Arriva un rimedio a metà sulla famigerata “norma anti-avvocati”, che peraltro riguarda tutto il lavoro autonomo. Con un emendamento alla Manovra firmato da Nicola Calandrini, senatore di FdI che presiede la commissione Bilancio, si stabilisce che le amministrazioni, prima di riconoscere a un professionista il compenso per un incarico pubblico già svolto, dovranno verificare se “il beneficiario è inadempiente all'obbligo di versamento derivante dalla notifica di una o più cartelle di pagamento di qualunque ammontare”. Qualora risultino pendenze, il soggetto pubblico che ha commissionato l’incarico (o che è tenuto a retribuire “attività” compiute “in favore di persone ammesse al patrocinio a spese dello Stato”) dirotterà il compenso all’agente della riscossione, “fino a concorrenza del debito risultante dalla verifica”. Al professionista saranno direttamente corrisposte solo le “somme eventualmente eccedenti l'ammontare del debito”.
Si tratta del tipico meccanismo compensativo, certamente più ragionevole della previsione iniziale, che legittimava di fatto la Pa a non pagare i professionisti destinatari di incarichi pubblici. L’emendamento Calandrini dovrebbe definire un ulteriore elemento “attenuativo” rispetto al testo originario: sembrerebbe riguardare solo i “debiti” del lavoratore autonomo nei confronti del fisco.

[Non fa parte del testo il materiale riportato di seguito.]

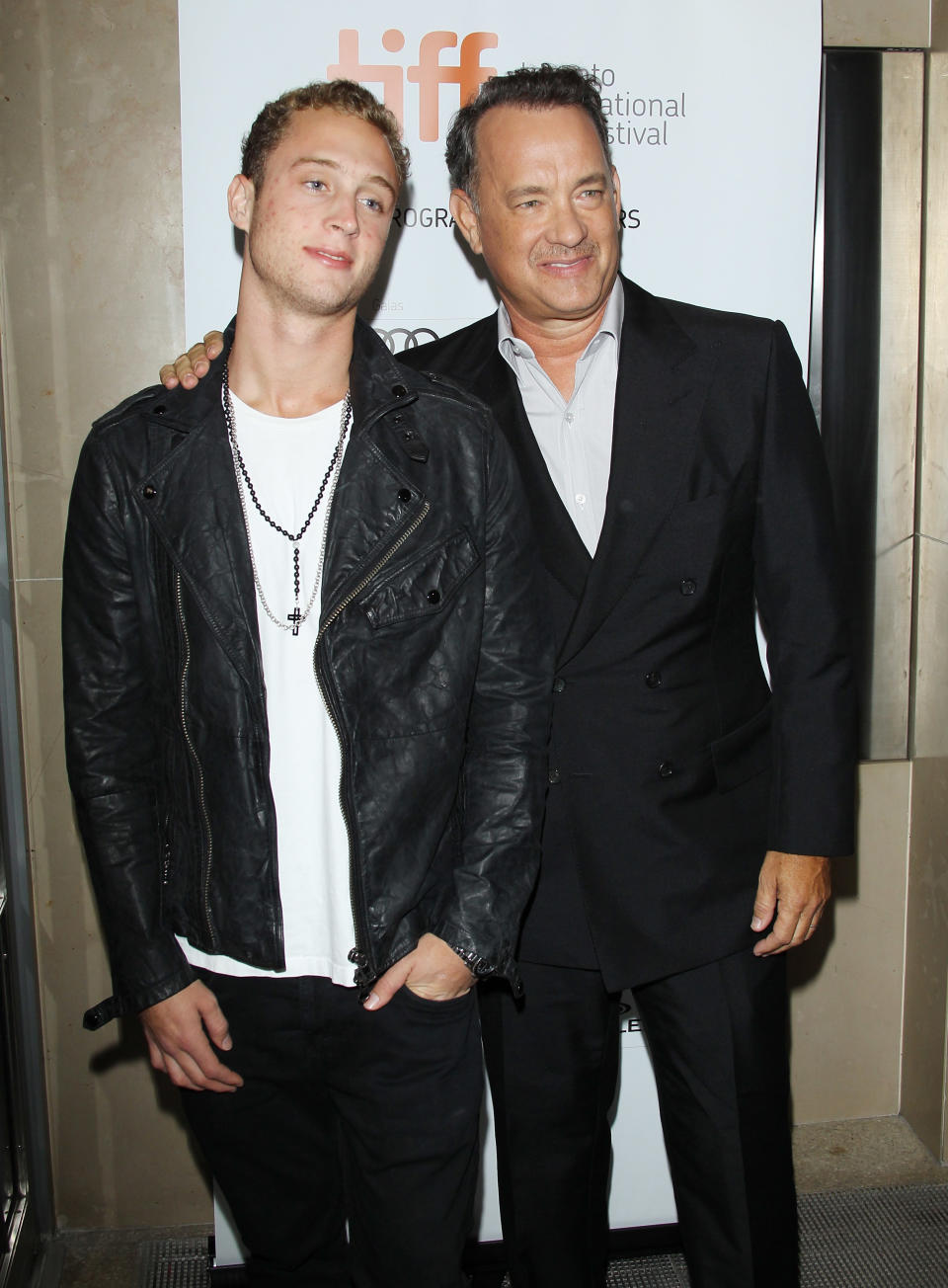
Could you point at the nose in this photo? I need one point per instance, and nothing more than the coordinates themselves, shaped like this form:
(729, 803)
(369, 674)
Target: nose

Non dovrebbero rilevare gli eventuali mancati versamenti previdenziali, non foss’altro perché questa nuova formulazione dell’articolo 129 comma 10 della Manovra modifica specificamente le disposizione relative alle imposte sui redditi (il dPR 602 del 1973).

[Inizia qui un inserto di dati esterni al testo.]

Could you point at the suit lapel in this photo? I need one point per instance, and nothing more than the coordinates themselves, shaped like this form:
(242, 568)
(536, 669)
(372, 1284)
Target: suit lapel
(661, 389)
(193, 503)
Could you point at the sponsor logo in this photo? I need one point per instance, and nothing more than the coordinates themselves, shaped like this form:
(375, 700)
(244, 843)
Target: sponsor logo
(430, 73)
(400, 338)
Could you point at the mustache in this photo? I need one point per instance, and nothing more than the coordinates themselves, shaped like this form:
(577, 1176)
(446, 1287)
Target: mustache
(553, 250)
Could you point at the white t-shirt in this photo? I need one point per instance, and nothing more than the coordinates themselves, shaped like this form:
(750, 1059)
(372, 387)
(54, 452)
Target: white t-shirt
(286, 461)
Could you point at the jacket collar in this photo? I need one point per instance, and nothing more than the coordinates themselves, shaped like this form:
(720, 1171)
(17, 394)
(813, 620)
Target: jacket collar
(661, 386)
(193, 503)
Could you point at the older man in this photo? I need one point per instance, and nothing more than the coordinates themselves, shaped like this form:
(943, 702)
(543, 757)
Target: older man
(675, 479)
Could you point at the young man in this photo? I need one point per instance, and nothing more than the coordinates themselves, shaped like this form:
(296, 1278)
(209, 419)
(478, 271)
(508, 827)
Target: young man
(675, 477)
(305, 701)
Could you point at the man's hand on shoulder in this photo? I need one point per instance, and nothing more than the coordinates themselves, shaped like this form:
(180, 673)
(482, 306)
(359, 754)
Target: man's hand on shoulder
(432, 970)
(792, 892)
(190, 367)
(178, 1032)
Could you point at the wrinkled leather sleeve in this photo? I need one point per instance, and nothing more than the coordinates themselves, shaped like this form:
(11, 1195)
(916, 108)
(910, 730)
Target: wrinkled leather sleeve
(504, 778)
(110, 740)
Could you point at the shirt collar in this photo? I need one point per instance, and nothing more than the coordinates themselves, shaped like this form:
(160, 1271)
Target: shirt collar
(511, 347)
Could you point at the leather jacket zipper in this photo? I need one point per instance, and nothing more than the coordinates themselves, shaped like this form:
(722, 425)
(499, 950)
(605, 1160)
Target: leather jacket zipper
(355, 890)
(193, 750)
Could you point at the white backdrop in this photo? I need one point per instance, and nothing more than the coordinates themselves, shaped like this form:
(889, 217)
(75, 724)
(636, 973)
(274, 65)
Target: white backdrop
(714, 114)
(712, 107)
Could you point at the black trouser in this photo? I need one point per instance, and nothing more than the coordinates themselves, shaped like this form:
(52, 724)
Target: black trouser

È un compromesso che spazza via l’aspetto più insopportabile previsto, inizialmente, nel ddl bilancio, cioè il paradossale obbligo, per il professionista, di certificare la propria “regolarità fiscale e contributiva” in allegato alla fattura. Qualora quel professionista avesse avuto delle pendenze, avrebbe lavorato letteralmente gratis, «in clamoroso spregio dell’articolo 36 della Costituzione, secondo cui qualsiasi lavoratore deve essere retribuito», come denunciato piu volte dal presidente Cnf Francesco Greco.

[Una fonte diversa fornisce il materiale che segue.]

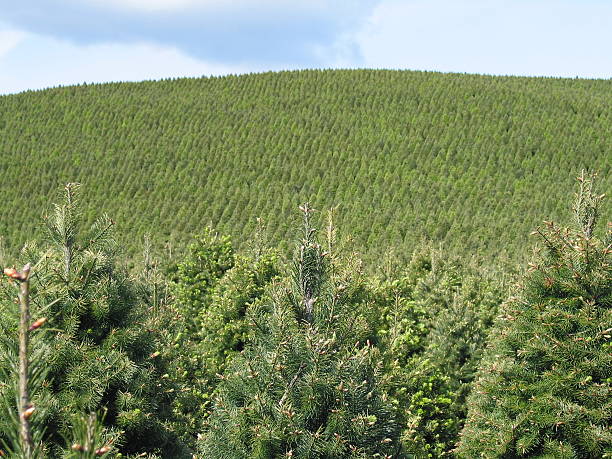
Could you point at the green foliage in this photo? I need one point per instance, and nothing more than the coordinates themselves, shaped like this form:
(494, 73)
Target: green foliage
(307, 384)
(88, 438)
(433, 319)
(38, 352)
(470, 161)
(213, 292)
(102, 353)
(545, 387)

Il vertice della massima istituzione dell’avvocatura aveva inviato, martedì scorso, una lettera al ministro autore della norma, il titolare dell’Economia Giancarlo Giorgetti, in cui aveva fatto notare i diversi evidenti profili di illegittimità della misura. Nelle ore successive era partita, nel governo e nella maggioranza, una corsa ai ripari, alla luce delle proteste sollevate, insieme con il Consiglio nazionale forense, da altre rappresentanze professionali e dell’avvocatura in particolare: da Ocf a Aiga, Movimento forense e Ordine di Roma. Si è così arrivati all’ultimo testo, e alla compensazione con le sole eventuali pendenze tributarie. «Ma restano comunque delle ombre», fa notare al Dubbio il presidente Greco, «perché subordinare il pagamento all’assenza di debiti fiscali del professionista vuol dire, molto semplicemente, che quel professionista sarà costretto a veder compensate subito, e quindi di fatto a pagare, anche cartelle esattoriali o pendenze di altra natura che fossero suscettibili o già oggetto di contestazione. In altre parole», spiega Greco, «un avvocato che ha svolto un patrocinio a spese dello Stato, per ottenere il compenso dovrà per forza veder detratta, dall’importo a lui dovuto, la somma relativa a una delle non infrequentissime cartelle pazze. Mi sembra che resti in pericolo il diritto a difendersi in giudizio. E credo si debba insistere nel chiedere di eliminare anche questa ombra».
Lo spazio per rimediare ci sarebbe, perché basterebbe prevedere che la pubbli amministrazione possa scalare dall’onorario solo le eventuali pendenze fiscali per le quali siano già spirati i termini d’impugnazione. Che lo Stato si attrezzi per recuperare, da chiunque, quanto legittimamente gli è dovuto, è assolutamente sensato. Lo è meno una disciplina che rischia di alterare gli equilibri nel rapporto, e nell’eventuale contenzioso, fra erario e contribuente. Resta l’impressione di un intervento non calcolato adeguatamente nella sua stessa ideazione. Di modo e tempo per rimediare ce n’è, ma si tratta ormai di uno scorcio di 2025.